“It’s been important for me to be his advocate, because if I didn’t do it, no one else would! … Charlie being diagnosed with autism has just changed my life completely. I’ve learned so much now, I want to help other families.”
On this page:
- Choosing a school
- Early on at primary school
- Keeping in touch with school
- Advocating and sharing information
- Getting involved in the classroom
- I’ve learned so much
Choosing a school
I didn’t really know what school to pick for Charlie, because I didn’t know initially if he was intellectually impaired or not. I got a lot of support from kindergarten teachers and experts, to help me pick the right school [a nearby mainstream Catholic school]. And I really listened to the people I trusted on that, rather than throw him into a school where he was out of his depth.
I had a friend who had a child with a mild disability. And she was really well supported at the school. And when I was at the school, I met some children who were a bit further down the track, who also had disabilities. And they were really happy, so that was a good sign.
One of the reasons I chose the school was because I had friends at the school. School friends, school parents are a big part of our social life, and that’s really important to our family. And when there has been issues with him socially, I’ve been able to ring up a friend, instead of ringing the school, and deal with it that way. Some weeks Charlie will just want to play by himself, and he doesn’t quite know how to break into social interactions again with other children. I just pick up the phone and ring a friend, and then they tend to include him again.
Early on at primary school
When Charlie first started school, I made a booklet about him and his condition, and where he was at. And I gave that to the school, and they really appreciated that, because it helped them understand him better, and his teacher was able to help him more during the year.
The school and I have worked together with Charlie. They seem to appreciate parents who are more proactive, by getting him diagnosed fairly early, and having done a lot of work before he started school. Without the early intervention, Charlie probably would have been non-verbal when he started school. So they were really grateful that I had put in some hard yards in prior years.
Keeping in touch with school
I keep in touch with the school via the principal or the teachers. I keep in regular contact with them – having a chat if there’s an issue that’s come up, and something that needs to be dealt with on the spot. If I need to talk to the principal I’d make an appointment, and if I need to talk to the teacher I try and speak to them first thing in the morning, or just make an appointment.

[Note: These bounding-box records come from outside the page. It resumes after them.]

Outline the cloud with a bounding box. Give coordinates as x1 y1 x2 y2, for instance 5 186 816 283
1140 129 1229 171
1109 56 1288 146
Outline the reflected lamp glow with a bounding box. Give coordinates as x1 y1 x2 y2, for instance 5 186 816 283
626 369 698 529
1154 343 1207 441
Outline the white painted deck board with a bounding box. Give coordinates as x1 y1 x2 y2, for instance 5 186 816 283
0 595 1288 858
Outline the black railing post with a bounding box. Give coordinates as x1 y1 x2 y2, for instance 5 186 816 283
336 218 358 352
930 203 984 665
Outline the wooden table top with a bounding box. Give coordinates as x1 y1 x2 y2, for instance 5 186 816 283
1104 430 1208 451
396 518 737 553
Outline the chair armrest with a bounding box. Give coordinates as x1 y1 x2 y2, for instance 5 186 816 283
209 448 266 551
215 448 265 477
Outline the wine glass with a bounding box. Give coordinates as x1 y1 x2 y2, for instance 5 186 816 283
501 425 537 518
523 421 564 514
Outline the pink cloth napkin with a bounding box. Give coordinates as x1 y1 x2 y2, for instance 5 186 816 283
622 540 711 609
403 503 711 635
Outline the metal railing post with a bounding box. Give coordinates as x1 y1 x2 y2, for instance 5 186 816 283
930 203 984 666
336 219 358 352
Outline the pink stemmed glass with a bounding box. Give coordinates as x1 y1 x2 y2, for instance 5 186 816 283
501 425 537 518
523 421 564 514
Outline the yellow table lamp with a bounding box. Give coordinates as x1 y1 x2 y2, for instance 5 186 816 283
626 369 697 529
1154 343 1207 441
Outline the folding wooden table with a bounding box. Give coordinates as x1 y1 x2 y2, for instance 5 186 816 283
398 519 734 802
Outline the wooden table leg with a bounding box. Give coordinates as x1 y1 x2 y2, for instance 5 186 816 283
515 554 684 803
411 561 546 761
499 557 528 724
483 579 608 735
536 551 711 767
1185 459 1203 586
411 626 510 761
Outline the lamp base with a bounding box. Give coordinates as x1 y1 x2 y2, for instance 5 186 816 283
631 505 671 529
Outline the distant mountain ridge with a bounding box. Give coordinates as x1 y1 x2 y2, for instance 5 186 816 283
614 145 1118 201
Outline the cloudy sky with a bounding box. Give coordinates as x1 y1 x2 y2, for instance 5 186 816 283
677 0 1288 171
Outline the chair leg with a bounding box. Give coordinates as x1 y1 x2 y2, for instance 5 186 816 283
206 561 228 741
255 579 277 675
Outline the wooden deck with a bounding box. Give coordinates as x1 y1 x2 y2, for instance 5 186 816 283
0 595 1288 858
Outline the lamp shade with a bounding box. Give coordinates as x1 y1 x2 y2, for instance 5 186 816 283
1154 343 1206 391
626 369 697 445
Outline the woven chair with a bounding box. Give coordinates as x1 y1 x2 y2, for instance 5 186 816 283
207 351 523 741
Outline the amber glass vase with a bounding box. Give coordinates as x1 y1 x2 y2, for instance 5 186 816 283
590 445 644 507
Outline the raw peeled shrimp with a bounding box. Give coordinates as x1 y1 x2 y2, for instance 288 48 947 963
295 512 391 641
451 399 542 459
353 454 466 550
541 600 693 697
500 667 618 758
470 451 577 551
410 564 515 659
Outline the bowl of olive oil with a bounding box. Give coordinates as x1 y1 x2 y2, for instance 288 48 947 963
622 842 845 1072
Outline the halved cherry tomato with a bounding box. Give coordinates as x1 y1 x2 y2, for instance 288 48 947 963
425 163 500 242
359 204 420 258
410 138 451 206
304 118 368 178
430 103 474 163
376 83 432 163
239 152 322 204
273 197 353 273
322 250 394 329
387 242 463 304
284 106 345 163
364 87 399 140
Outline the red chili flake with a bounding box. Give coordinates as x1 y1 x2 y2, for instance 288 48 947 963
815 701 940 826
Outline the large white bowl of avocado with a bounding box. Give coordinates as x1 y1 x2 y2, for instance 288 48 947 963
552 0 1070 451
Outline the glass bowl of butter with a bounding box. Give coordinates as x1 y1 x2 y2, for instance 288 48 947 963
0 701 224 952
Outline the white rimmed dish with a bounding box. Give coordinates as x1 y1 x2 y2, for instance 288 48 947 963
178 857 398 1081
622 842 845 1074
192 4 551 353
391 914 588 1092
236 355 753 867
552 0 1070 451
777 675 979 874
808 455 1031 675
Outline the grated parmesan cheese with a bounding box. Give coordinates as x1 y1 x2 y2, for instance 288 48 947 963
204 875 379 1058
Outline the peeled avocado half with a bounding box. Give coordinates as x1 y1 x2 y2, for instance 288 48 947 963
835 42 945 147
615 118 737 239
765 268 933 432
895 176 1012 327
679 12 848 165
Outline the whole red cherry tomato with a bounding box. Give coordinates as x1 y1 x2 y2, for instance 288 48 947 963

I touch base with the school once every semester, with the Parent Support Group teacher, his aide and his teacher. And we have a little round-the-table meeting about where he’s at, and any issues that he has. And often they’re just social issues. Not usually academic issues any more. Whatever is happening at the time.
Advocating and sharing information
It’s been important for me to be his advocate, because if I didn’t do it, no one else would! When I’m dealing with people, I try and deal with them in the most positive way possible, and sometimes they don’t see solutions for him. I might have to bring some in.
When I go to a meeting for my son, I try and go in there with a couple of solutions, if there’s a problem. One of the issues that my son has, was he started to pull out his hair, which was a nervous anxiety condition. And I’d actually had that condition as a child, so I brought my own experience in, and I wrote a brochure about the condition, gave it to the school, and suggested giving him a necklace that felt a bit hairy – something that he could play with, to stop him from pulling out his eyelashes and hair. So they didn’t know about the condition, and they were really grateful, because many children suffer from hair-pulling and similar types of nervous condition. So it just made the teachers all aware, and the principal was really supportive.
Getting involved in the classroom
In grade 1, that was a really important year for Charlie, because it’s not as touchy-feely as prep. So I decided to help out in the classroom, to learn from the teacher how I could help teach him, because I don’t have a teaching background. And also to see how he was going socially, and see where he was having difficulties.
Within that, I made some resources for the classroom to help him and some other children that were struggling with things, for instance doing words, adjectives. I made a booklet for his classroom, and that helped him get through some difficulties in the year.
Being in the classroom, I developed a good relationship with his teacher. Just being there really helped her and I work on strategies for Charlie together.
I’ve learned so much
It was hard at the beginning when Charlie was diagnosed, because I didn’t really want to accept that he had a disability. But I didn’t have a choice, and I came round to the idea of helping him fairly quickly. Early in the process, I was told that the buck stopped with me, so I had to look out for him. I think the way I coped with it was just getting as interested in his condition as possible, and making it a big part of my life, and probably mono-talking autism to my friends for about two years!
Charlie being diagnosed with autism has just changed my life completely. I’ve learned so much now, I want to help other families. I’ve applied for uni next year.
One of the things that has really changed for me since my son got diagnosed is that I do take some more time out for myself, when I can. And my thing that I do for myself is to keep as fit as possible, and that’s completely changed for me.